I’ve been doing problems on recursion in my Data Structures & Algorithms class and for some tail-recursive functions I couldn’t think of doing anything but having the main function call a helper function and the helper function being the tail recursive part since I had to pass different parameters than the original function.

While this is technically tail-recursive the original function is the one that ends up handling the base cases and in the main case passes the additional parameters to the actual tail recursive function.

Obviously this sort of defeats the idea of recursion, especially in a class setting for homework, exams and such.

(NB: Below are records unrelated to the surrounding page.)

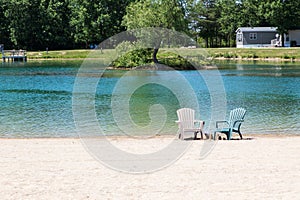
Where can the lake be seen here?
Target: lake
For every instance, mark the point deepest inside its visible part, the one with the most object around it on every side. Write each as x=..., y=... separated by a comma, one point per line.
x=37, y=98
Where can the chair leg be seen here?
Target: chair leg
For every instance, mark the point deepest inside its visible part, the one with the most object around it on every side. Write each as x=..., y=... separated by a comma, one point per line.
x=240, y=134
x=195, y=135
x=201, y=135
x=214, y=137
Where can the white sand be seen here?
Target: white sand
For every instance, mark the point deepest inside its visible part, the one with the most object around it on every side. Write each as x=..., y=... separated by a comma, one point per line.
x=262, y=168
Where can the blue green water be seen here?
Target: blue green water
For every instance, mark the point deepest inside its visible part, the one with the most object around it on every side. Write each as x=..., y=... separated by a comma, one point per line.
x=36, y=97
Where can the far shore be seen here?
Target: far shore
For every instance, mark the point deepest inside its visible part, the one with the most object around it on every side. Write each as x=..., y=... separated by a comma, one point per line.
x=263, y=54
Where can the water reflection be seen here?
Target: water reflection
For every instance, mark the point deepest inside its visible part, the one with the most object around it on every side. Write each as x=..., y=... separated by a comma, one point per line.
x=36, y=98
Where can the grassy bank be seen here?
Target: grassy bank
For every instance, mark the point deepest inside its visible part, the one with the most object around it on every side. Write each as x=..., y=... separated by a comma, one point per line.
x=215, y=53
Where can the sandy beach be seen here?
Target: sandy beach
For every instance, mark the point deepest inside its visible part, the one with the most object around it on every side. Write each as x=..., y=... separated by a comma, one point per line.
x=263, y=167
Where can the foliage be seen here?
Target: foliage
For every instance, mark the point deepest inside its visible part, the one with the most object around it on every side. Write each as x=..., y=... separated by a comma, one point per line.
x=69, y=24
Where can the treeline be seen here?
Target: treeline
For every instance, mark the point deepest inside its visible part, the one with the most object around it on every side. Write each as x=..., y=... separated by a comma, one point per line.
x=69, y=24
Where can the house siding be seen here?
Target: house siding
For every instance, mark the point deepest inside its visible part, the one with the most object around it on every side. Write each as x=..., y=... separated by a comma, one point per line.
x=255, y=37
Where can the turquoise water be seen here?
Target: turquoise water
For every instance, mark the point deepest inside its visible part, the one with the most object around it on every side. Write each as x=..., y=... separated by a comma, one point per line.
x=36, y=97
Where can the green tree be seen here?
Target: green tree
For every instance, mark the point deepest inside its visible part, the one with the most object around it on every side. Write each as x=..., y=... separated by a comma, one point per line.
x=93, y=21
x=155, y=13
x=229, y=19
x=284, y=14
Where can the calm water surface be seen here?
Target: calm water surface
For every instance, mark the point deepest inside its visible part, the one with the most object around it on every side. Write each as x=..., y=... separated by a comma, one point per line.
x=36, y=97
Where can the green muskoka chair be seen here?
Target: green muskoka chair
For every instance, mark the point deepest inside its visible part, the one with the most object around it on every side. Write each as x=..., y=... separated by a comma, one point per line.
x=233, y=124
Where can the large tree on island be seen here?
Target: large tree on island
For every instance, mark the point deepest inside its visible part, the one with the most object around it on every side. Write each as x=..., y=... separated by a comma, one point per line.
x=155, y=13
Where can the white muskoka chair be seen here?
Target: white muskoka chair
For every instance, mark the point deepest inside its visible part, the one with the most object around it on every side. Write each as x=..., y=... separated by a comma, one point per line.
x=187, y=123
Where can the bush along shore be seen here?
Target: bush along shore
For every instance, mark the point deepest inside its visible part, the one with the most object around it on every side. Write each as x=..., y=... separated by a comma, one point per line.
x=175, y=60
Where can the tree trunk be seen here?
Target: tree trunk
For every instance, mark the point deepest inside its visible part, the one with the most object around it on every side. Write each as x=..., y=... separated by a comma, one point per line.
x=282, y=40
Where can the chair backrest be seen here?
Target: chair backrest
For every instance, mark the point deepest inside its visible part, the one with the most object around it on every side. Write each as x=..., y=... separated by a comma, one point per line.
x=236, y=114
x=186, y=116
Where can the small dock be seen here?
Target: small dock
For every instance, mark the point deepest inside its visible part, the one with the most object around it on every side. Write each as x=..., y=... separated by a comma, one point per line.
x=14, y=55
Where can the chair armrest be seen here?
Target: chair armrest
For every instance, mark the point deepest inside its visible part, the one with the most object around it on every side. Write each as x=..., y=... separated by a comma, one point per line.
x=221, y=122
x=237, y=121
x=201, y=123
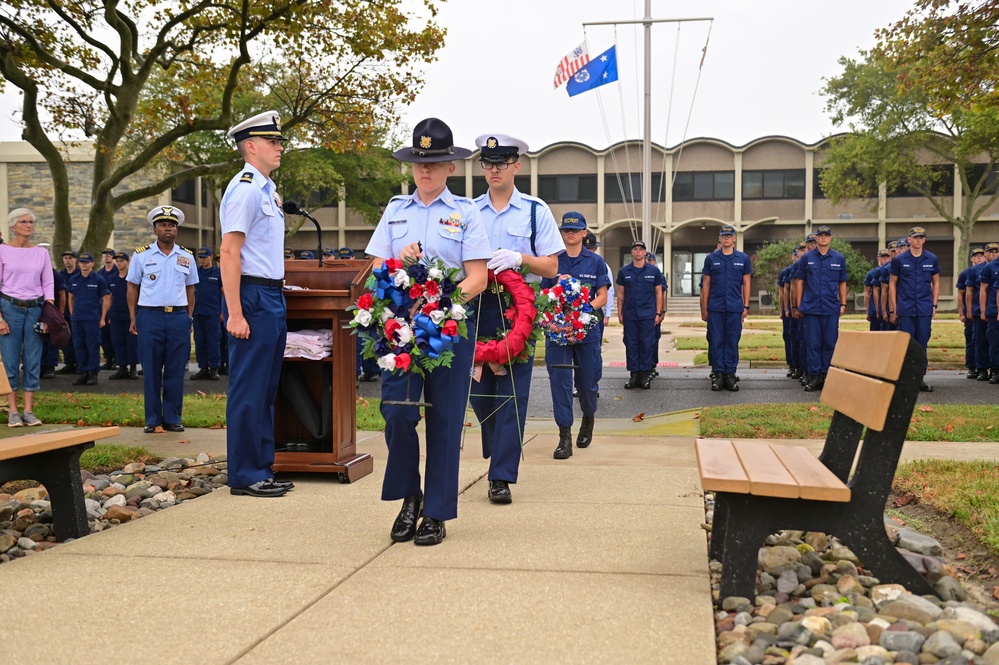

That’s why today I thought, instead of making a helper function, couldn’t I make an overloaded version of the function that accepts those additional parameters and continues the work? It would technically be recursive since all the calls in the function are to itself, albeit with more parameters than the initial call.

Here’s a rough example:

int fibonacci(int n) {
    if (n == 1)
        return 1;
    else
        return fibonacci(n, 2, 1, 2);
}

int fibonacci(int n, int f1, int f2, int c) {
    if (c == n)
        return f1;
    else
        return fibonacci(n, f1 + f2, f1, c + 1);
}

Is it still recursion in the definition sense? Would it work? Would the compilers that do recursion optimization (don’t know how it works exactly, but know it exists) apply that to this?

I assume that it’s still recursion since it’s technically calling itself still and I would think it would optimize, just ignoring the initial call. But that’s why I’m asking, to see if I’m right or not.